One of La Jolla’s most scenic walks is now at the center of a courtroom showdown, as a new lawsuit asks a San Diego Superior Court judge to settle once and for all where private yards end and the public’s oceanfront path begins along Coast Walk.

The case, filed this month, comes from companies tied to the owners of a cliff-front home and could decide whether the official public route runs along the paved connector, the bluff trail, or some combination of the two. Depending on how the lines are drawn, parts of the path that locals treat as a community amenity could end up under tighter private control.

As reported by The San Diego Union‑Tribune, the plaintiffs are three limited liability companies managed by Teall and Carolyn Edds, who own 1585 Coast Walk, along with a neighboring parcel. Their complaint asks the court to specify exactly where the property lines lie and where the public right-of-way begins, and it names the City of San Diego as a defendant. With no hearing date on the calendar yet, the filing has already paused administrative action related to a coastal permit for repair work on the trail.

What The Lawsuit Wants From The Judge

On paper, Coast Walk is listed in city records as a historically designated pedestrian right-of-way. That status means repairs or any shift in the alignment require both a Coastal Development Permit and a Site Development Permit, which is why a few feet here or there on a boundary map suddenly matter a lot to regulators and neighbors.

City of San Diego planning documents note that the trail was shut down after a slope failure and outline a proposed realignment meant to bring back safe public access along the bluff. Until the ownership and access lines are clarified, the permitting process for that work is effectively stuck in neutral.

Neighbors Push Back On Warning Signs

Locals who use the trail, along with access advocates, say the property owners have already been drawing their own lines with posted notices that they see as more than simple warnings. They argue the signs look like an effort to quietly shrink what the public is allowed to use.

According to The San Diego Union‑Tribune, neighbor Kristin Churchill filed an objection, accusing the owners of taking an overly restrictive view of public access. Another resident, Melinda Merryweather, said that signs were put on the coast walk with no permit from the city.

Attorney Robin Madaffer, who represents the plaintiffs, countered in comments to the paper that the notices are allowed under state law and are intended to put people on notice that they are on the land with permission, not as a matter of right.

How A ‘Paper Street’ Became A Beloved Trail

For decades, Coast Walk has lived a double life. On old maps, it shows up as a “paper street,” laid out for cars in the 1920s. In practice, it has long functioned as a pedestrian route that locals rely on for ocean views and a quick escape from the crowds below.

Friends of Coast Walk Trail and local reporting have chronicled volunteer-driven efforts to keep the route intact, including work on the bridge and shoring up eroded sections.

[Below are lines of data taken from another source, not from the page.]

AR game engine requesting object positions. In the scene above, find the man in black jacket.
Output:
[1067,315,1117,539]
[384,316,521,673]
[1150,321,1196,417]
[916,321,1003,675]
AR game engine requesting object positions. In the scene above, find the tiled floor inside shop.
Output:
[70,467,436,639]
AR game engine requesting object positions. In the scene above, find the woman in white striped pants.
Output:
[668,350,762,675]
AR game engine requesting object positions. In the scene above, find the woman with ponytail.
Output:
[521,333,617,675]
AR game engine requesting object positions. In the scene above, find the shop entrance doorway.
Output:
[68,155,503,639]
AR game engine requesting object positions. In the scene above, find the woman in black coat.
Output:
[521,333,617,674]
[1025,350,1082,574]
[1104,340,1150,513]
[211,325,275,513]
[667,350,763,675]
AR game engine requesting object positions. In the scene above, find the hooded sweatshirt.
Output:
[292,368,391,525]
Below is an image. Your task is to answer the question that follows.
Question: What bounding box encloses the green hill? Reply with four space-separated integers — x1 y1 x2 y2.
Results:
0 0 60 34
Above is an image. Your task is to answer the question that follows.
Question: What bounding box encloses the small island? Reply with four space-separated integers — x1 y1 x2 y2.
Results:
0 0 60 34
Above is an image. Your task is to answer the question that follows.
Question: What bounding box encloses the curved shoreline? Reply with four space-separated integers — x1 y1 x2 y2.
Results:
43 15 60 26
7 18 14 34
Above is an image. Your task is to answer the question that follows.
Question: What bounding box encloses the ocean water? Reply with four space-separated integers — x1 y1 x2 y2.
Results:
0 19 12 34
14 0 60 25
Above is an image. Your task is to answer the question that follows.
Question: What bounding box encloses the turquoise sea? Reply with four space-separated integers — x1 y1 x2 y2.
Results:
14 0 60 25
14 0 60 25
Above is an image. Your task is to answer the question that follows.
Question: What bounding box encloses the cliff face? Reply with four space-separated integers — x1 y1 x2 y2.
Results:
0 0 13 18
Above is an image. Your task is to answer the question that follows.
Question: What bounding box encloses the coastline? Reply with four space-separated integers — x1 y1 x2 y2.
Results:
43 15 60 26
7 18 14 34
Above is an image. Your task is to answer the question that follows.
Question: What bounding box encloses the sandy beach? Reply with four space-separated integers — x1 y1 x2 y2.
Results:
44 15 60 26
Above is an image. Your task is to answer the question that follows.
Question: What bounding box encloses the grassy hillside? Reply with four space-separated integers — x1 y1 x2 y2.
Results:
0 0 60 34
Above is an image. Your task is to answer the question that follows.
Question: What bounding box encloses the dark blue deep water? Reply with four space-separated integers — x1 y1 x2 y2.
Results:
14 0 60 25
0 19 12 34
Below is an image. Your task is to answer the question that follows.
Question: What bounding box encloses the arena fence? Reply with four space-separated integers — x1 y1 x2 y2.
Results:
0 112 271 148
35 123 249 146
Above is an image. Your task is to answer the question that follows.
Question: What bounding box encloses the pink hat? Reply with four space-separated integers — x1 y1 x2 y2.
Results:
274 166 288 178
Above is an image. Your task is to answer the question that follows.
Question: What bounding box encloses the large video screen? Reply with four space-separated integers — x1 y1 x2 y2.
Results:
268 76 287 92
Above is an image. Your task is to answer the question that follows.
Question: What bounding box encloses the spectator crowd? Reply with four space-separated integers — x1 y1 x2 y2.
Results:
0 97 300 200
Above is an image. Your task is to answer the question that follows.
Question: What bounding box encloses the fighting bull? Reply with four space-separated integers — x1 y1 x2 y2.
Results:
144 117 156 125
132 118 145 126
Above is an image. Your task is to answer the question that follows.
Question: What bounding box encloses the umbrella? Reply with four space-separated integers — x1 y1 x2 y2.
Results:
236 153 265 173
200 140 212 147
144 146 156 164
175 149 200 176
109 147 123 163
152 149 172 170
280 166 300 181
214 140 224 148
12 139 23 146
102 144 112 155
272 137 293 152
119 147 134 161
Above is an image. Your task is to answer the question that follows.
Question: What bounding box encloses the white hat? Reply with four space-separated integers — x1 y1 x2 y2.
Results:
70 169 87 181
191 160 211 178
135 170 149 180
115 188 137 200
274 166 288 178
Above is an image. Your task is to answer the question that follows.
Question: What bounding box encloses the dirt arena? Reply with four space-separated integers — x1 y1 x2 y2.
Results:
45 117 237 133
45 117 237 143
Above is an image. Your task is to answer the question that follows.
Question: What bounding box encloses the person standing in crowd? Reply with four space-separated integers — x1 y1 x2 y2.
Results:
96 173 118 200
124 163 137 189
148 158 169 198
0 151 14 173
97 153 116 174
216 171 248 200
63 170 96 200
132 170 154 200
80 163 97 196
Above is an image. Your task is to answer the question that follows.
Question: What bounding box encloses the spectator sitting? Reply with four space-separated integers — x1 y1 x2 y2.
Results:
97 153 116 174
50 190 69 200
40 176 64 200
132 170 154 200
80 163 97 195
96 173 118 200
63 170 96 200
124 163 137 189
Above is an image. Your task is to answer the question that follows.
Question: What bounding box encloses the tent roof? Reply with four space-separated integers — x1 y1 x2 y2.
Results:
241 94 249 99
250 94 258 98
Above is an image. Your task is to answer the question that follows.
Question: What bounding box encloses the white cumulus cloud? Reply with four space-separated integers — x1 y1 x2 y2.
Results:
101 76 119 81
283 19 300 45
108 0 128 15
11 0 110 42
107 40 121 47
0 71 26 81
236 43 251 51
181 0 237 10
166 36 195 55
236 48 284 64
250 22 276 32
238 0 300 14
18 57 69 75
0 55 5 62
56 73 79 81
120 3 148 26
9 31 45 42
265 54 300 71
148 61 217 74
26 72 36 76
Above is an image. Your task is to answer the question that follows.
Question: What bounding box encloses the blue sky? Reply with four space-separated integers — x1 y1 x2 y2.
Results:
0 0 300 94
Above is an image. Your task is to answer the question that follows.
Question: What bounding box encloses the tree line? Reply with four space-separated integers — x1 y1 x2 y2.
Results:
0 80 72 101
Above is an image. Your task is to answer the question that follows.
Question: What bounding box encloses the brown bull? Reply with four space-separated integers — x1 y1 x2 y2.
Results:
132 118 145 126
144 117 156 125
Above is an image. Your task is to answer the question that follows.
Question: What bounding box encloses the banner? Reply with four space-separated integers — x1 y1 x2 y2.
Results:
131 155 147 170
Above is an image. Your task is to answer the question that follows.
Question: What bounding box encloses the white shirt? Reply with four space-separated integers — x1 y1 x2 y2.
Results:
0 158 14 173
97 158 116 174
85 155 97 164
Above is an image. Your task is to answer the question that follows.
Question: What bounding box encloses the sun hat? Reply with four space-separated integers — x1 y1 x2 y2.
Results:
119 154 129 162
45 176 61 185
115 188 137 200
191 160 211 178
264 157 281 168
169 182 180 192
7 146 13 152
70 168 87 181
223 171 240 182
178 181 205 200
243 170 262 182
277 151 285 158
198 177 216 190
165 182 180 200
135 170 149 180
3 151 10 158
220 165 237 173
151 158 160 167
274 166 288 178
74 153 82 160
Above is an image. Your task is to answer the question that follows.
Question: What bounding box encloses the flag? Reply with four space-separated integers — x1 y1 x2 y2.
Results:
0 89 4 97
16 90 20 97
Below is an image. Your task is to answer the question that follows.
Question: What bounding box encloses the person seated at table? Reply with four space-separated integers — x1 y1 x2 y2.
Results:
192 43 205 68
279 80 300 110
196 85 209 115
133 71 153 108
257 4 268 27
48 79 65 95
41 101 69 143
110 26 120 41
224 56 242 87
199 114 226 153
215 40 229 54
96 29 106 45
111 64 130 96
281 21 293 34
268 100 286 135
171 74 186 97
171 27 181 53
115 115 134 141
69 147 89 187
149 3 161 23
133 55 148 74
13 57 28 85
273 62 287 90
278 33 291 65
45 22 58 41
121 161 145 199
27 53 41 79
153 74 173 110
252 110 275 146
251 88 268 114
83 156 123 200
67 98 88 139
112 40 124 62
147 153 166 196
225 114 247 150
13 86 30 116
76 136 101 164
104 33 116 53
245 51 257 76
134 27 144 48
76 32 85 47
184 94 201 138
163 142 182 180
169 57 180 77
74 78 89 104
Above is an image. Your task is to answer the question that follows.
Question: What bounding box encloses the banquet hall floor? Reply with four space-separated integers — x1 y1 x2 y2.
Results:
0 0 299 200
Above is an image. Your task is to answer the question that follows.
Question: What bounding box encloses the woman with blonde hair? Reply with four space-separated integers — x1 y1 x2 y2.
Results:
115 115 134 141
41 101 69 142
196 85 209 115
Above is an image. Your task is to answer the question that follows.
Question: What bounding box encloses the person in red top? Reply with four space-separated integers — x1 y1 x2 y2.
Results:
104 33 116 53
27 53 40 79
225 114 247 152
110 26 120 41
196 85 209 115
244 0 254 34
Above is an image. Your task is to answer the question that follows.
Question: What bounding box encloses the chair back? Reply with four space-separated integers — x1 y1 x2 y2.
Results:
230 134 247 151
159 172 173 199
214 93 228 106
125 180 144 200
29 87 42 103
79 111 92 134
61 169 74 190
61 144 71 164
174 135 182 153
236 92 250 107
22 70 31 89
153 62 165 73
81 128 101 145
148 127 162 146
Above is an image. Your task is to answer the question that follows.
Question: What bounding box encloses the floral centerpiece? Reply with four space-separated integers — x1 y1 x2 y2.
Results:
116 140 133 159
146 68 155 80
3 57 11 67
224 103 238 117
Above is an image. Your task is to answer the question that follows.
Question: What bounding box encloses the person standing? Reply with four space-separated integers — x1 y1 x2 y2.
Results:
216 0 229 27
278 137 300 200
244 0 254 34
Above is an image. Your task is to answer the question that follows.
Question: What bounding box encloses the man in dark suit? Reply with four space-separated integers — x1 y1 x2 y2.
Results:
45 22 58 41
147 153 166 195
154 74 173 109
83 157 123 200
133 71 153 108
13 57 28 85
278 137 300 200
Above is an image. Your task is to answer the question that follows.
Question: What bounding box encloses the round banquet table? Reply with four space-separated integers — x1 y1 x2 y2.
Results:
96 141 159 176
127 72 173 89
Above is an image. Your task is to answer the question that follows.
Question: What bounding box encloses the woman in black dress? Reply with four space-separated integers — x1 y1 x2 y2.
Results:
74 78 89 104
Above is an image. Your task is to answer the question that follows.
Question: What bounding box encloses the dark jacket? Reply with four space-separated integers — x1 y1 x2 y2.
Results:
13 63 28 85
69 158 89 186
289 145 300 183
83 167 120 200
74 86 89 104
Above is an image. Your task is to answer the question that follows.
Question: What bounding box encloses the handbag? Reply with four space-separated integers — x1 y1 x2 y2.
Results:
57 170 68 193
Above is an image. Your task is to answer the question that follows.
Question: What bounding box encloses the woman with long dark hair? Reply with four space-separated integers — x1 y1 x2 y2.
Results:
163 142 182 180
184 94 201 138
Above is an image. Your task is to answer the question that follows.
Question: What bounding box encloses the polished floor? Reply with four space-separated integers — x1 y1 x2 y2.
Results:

The community sweat equity underscores just how much the neighborhood has claimed the path as its own, even as the legal status of some segments remains up for debate.

What Comes Next For The Bluff Path

Now that the fight has landed in court, the eventual outcome will likely hinge on historical subdivision maps, whatever easements are recorded on the properties, and how state and local law interpret both permissive signage and long-term public use.

City meeting records show that planners and local trustees have been weighing the slope repair project and related access questions in recent hearings, and a judge’s ruling could reshape who controls different stretches of the paved connector and the bluff trail itself. City of San Diego documents confirm that the Coast Walk project is still an active item on the planning agenda.

However it ends, the case is being watched closely by neighbors who walk the bluffs as part of their daily routine, and by officials responsible for both keeping the coast accessible and making sure people are not strolling too close to unstable cliffs. For now, the sections that have been closed will stay that way while the legal and permitting machinery grinds forward.